The Exceptions to These Rules

There are ways for these limitations to be avoided.

These rules of operation do not apply at all to state law enforcement.  Georgia State Patrol officers are free to hide behind bushes and trees and the occasional low billboard and still operate their speed detection equipment.  They can also operate in hilly areas.  They can certainly hand out tickets for speeding ten miles per hour or less over the speed limit.  Most of them would probably say that they have no need to use such tactics because of the plentitude of people operating their vehicles substantially above ten miles per hour.

Local agencies can make sure that they do not hit the financial limitations by handing tickets out for a variety of other offenses:  inoperable lights, not using wipes when it is raining, obscured tags (film covers or plate frames, etc.), no insurance, expired tags, defective equipment, etc.

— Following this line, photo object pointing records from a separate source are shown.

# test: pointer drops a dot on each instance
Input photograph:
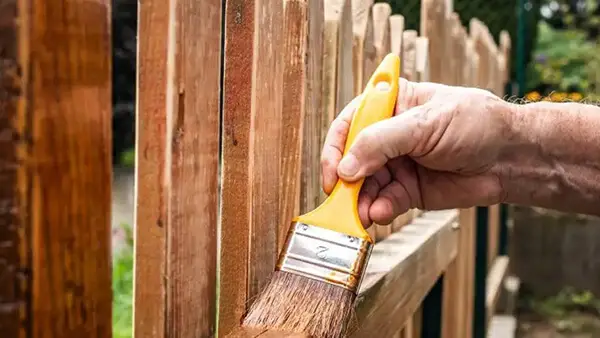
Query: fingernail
(349, 166)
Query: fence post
(431, 325)
(55, 169)
(177, 152)
(311, 152)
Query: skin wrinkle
(551, 164)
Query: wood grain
(423, 64)
(242, 332)
(56, 172)
(396, 31)
(495, 278)
(402, 269)
(382, 43)
(252, 108)
(409, 55)
(311, 146)
(178, 152)
(292, 115)
(151, 152)
(433, 14)
(363, 50)
(15, 230)
(338, 79)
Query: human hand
(439, 151)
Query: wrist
(521, 150)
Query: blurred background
(556, 256)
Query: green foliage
(566, 301)
(564, 60)
(123, 287)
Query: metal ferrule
(325, 255)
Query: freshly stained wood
(258, 333)
(363, 50)
(310, 186)
(178, 152)
(151, 210)
(55, 169)
(252, 106)
(409, 55)
(338, 79)
(292, 115)
(382, 43)
(15, 233)
(402, 269)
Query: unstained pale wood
(363, 50)
(495, 278)
(409, 55)
(382, 43)
(55, 169)
(252, 108)
(402, 269)
(423, 65)
(178, 149)
(310, 186)
(338, 79)
(433, 19)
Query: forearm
(552, 157)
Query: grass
(123, 287)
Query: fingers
(369, 192)
(384, 140)
(333, 148)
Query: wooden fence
(234, 100)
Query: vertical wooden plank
(55, 172)
(396, 31)
(432, 27)
(409, 55)
(151, 153)
(363, 50)
(15, 230)
(192, 118)
(338, 80)
(423, 64)
(252, 105)
(178, 151)
(505, 48)
(382, 43)
(311, 146)
(364, 53)
(292, 115)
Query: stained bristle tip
(302, 305)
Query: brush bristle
(302, 305)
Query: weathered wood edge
(494, 281)
(402, 269)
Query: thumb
(375, 145)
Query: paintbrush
(323, 260)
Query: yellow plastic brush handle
(339, 212)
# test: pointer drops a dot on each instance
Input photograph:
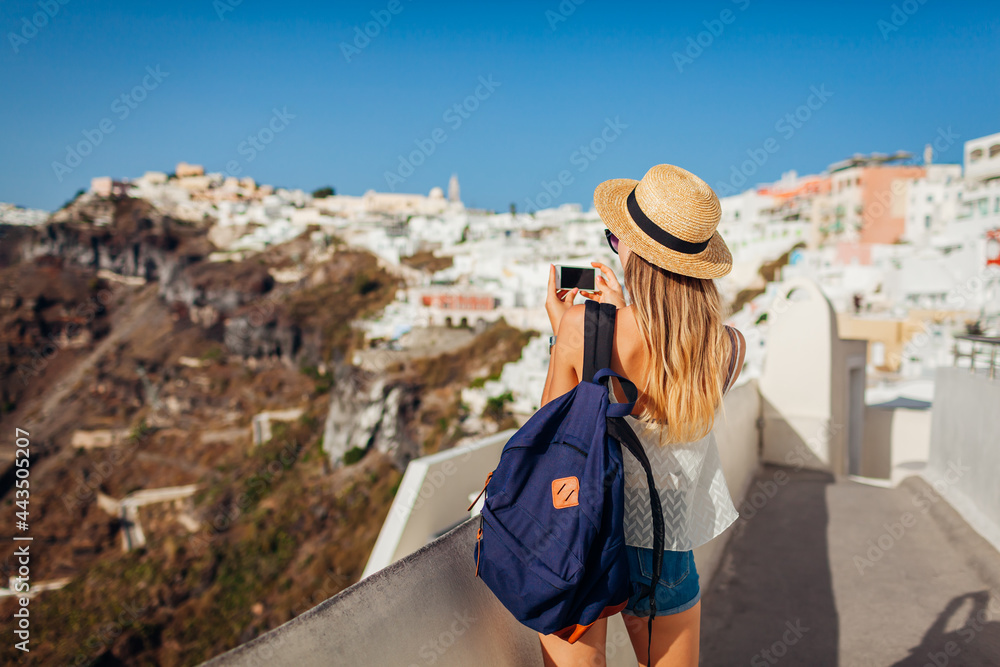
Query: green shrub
(353, 455)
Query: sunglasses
(612, 240)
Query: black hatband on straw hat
(660, 235)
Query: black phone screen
(577, 276)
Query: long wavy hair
(681, 322)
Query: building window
(878, 353)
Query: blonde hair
(681, 322)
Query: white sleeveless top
(693, 492)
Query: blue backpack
(551, 540)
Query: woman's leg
(675, 638)
(587, 651)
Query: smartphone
(568, 277)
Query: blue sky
(577, 92)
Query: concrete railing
(428, 608)
(965, 447)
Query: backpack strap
(599, 329)
(735, 347)
(598, 340)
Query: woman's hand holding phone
(557, 301)
(608, 287)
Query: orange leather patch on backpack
(565, 492)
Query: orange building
(883, 201)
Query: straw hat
(669, 218)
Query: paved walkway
(830, 571)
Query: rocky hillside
(137, 364)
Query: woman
(672, 344)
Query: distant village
(906, 250)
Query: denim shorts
(677, 589)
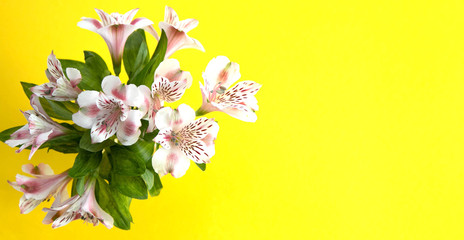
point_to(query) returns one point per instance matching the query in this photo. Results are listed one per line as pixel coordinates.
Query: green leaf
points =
(135, 53)
(68, 143)
(149, 178)
(202, 166)
(93, 70)
(105, 166)
(27, 88)
(157, 185)
(114, 203)
(130, 186)
(126, 162)
(5, 135)
(85, 163)
(86, 143)
(143, 149)
(59, 110)
(146, 74)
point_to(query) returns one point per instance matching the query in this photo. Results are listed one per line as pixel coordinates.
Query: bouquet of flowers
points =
(124, 137)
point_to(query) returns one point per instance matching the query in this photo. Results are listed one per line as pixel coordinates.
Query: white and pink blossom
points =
(169, 85)
(239, 101)
(60, 87)
(39, 129)
(83, 207)
(115, 28)
(176, 32)
(182, 138)
(116, 110)
(41, 188)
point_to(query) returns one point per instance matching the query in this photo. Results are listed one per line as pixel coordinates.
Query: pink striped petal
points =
(170, 161)
(90, 24)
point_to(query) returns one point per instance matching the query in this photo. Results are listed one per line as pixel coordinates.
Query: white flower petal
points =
(170, 16)
(128, 131)
(188, 24)
(128, 16)
(112, 86)
(141, 22)
(54, 66)
(222, 71)
(87, 98)
(170, 161)
(90, 24)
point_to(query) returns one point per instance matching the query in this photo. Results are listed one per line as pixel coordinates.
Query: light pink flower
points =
(176, 32)
(169, 85)
(239, 101)
(60, 88)
(115, 28)
(39, 129)
(116, 110)
(182, 138)
(83, 207)
(41, 188)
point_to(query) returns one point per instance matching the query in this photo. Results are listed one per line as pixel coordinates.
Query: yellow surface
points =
(360, 133)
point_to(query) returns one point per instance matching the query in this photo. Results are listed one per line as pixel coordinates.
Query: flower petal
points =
(150, 29)
(175, 119)
(170, 161)
(241, 112)
(170, 16)
(54, 66)
(164, 138)
(112, 86)
(188, 24)
(105, 17)
(74, 76)
(169, 91)
(37, 171)
(141, 22)
(128, 16)
(90, 24)
(87, 98)
(129, 130)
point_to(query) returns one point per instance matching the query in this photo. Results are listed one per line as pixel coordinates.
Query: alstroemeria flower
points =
(83, 207)
(60, 88)
(239, 101)
(39, 129)
(176, 32)
(116, 110)
(115, 28)
(182, 138)
(169, 85)
(41, 188)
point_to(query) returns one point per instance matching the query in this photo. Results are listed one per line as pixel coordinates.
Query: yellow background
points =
(360, 131)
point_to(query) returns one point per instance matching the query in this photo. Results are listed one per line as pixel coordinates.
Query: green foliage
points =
(131, 186)
(126, 162)
(114, 203)
(68, 143)
(157, 186)
(55, 109)
(78, 186)
(146, 75)
(85, 163)
(59, 110)
(93, 70)
(86, 143)
(135, 53)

It is worth noting that 300 or even 600 feet is nothing these days with modern radar detection or laser detection units.  With line of sight, the primary issue is the size of the vehicle being tracked.  A good radar speed detection unit can read the speed of a tractor-trailer rig from up to a mile away, pickups up to three-quarters of a mile, and sedans at around half a mile.

Radar Detection Devices

Drivers in Georgia are free to use radar detection units and crowd-sourcing traffic information apps like Waze to alert themselves to law enforcement traffic enforcement operations.  Forewarned is forearmed. 

Conclusion

Of course, the best protection is to keep your speed within the posted limits.  Of course, on some stretches of the interstates and the Atlanta-area highways, that may be more dangerous to your health and safety than speeding would be to your finances. 

Sean A. Black

Sean A. Black is a 1992 graduate of the Emory University School of Law. He has been in private practice in Toccoa, Georgia since June 1, 1992.

Comments

James Baxter

Posted Jul 12, 2020 at 08:36:55

Steve, I am glad to see your message on speed traps in Georgia. Any good work that the state has done to protect Georgia drivers from speed traps amounts to almost nothing. The reason I say this is that the state patrol has simply taken the good spots and are running the speed traps themselves, I live and drive on Hway 27 in West Georgia,. They work one spot where to speed limit goes from 65 to 55. They sit below a hill where you will not see them. They also work a steep hill going down to Buck creek. With your foot off the gas you gain around 10 mph going down the hill. Of course the laws against both of these that effect local law from using them does not apply to the State Patrol.